Can someone who understands this work explain why using a range (de)coder to unc...

pizza · on May 23, 2023

If I’m not mistaken, you still need the key itself to undo the steganography. They provide a way to autoregressively rewrite the decoded message with the aid of the key. I think the perfect secrecy part means that embedding the plaintext doesn’t cause any divergence from the model’s output distribution, so it’s undetectable. You just adapt the covertext in such a way that still has about the same information content but eg via different words.
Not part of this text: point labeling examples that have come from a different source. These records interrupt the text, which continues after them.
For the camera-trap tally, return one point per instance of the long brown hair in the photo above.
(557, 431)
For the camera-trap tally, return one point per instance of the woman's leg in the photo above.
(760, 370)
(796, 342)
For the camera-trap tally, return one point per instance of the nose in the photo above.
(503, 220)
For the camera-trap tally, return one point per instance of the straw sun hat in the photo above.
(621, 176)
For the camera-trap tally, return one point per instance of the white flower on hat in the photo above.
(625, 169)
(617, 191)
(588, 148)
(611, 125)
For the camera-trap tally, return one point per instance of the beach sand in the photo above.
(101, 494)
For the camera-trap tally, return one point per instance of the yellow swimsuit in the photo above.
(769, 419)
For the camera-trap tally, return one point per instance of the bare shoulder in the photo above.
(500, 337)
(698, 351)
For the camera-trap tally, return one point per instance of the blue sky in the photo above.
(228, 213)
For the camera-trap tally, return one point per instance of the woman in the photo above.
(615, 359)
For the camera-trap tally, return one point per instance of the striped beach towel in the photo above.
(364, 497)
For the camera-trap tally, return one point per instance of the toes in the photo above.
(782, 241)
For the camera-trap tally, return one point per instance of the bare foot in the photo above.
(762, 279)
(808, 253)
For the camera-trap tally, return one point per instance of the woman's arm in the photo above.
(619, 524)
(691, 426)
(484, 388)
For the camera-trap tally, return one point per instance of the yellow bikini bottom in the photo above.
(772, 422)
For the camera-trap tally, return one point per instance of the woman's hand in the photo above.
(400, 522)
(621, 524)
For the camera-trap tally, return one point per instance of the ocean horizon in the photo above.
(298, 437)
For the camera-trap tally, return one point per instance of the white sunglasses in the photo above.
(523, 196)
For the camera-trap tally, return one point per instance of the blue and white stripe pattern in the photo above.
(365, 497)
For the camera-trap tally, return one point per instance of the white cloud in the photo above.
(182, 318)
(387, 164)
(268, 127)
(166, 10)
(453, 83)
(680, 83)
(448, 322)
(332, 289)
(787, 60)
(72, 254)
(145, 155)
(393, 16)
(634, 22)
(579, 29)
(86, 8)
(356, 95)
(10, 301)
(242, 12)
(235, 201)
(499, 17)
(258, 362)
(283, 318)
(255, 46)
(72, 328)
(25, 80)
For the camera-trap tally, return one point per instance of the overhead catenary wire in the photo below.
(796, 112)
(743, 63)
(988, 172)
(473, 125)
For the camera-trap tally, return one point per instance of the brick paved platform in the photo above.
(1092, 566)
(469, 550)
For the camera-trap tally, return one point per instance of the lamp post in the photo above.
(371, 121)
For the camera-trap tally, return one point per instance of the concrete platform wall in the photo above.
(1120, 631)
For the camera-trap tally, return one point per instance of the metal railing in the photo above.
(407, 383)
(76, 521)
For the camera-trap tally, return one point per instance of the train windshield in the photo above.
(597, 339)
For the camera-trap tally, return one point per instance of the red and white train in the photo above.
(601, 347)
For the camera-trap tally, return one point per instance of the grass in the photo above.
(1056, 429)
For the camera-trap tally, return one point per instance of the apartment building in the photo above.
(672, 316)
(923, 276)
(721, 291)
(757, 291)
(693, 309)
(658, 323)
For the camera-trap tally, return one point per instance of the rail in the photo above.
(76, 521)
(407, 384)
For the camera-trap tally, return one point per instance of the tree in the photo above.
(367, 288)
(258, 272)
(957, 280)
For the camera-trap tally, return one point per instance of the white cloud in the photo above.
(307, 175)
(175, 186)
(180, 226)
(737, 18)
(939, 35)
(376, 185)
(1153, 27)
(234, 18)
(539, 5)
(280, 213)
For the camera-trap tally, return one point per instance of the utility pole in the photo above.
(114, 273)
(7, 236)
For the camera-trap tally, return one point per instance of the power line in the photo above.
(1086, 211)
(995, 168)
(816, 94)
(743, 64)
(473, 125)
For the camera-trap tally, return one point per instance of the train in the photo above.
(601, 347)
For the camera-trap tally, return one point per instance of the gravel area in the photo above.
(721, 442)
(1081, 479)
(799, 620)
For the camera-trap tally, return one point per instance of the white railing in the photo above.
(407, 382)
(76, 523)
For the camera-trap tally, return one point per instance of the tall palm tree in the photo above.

matthewdgreen · on May 23, 2023

I’m a co-author on one recent (cited) work, Meteor. The challenge in LLM/stego is that the model outputs a probability-weighted vector at each step. Ordinarily you just sample a token from this vector using a random number generator. For stego the idea is to sample from that vector using a string of (pseudorandom) input bits that represent your message, in a way that (1) gives you a valid sampling distribution and (2) is recoverable, meaning that given a second copy of the model plus each token it outputs you can recover the bits used to sample. The first part is relatively easy, it’s the second part that’s “hard” in the sense that you either waste a lot of bits (meaning an inefficient covertext) or you end up with sampling that isn’t statistically identical to a random sampling approach. In Meteor we used a practical approach that’s fairly efficient but trades a bit of statistical perfection. This paper focuses more on the theory of how to do this optimally, which is nice! I don’t fully understand the result right now (it’s a tough paper to read) but this kind of theoretical improvement inspired by previous work is nice.

nullc · on May 23, 2023

Right, so in total ignorance what I would do is just make a GPT powered text compressor and decompressor using a range coder with its probabilities at each token set by the model. Care would need to be taken with precision and end termination so a bias wouldn't be introduced (more care than typical in compressors, since no one normally cares much about 0.01% inefficiencies-- things like end termination have been addressed by bijective range coders).

Then to use it for stego just take your headerless ciphertext and decompress it. Tada: you get model output. To decode the stego just compress it. Assuming everything was built right and that your ciphertext is uniform, the output should be indistinguishable from the model just sampling using an RNG.

As a bonus, you don't even have a stego tool on your computer you just have a particularly carefully constructed text compressor and decompressor that is perfectly usable (and even state of the art in compression rate, given a big enough model) for the compression application.

csdewitt · on May 25, 2023

Hi, I am one of the authors on the PSSuMEC paper. Thanks a lot for your interest in our work. If I understand correctly, range coding would have the same lack of perfect security properties as arithmetic coding (cf our paper). Having said this, we are investigating the utility of iMEC in compression settings.

nullc · on May 27, 2023

Ah, yeah I was trying to get a lay explanation of how arithmetic coding assuming it was done with enough precision wouldn't achieve the perfect security properties.

It might just be that the precision rapidly becomes unmanageable, because I guess you need to support the least probable symbol from every token without ever losing precision (normally arithmetic coders will re-normalize after each symbol to keep the accumulator in a reasonable precision, though they could be designed to do so as infrequently as you like at a performance cost)... If no renormalization is possible I guess an arithmetic coder accumulator would need to handle values like (1/least_prob_token)^n_tokens which gets extremely big extremely fast -- and would at the very least need an unconventional construction.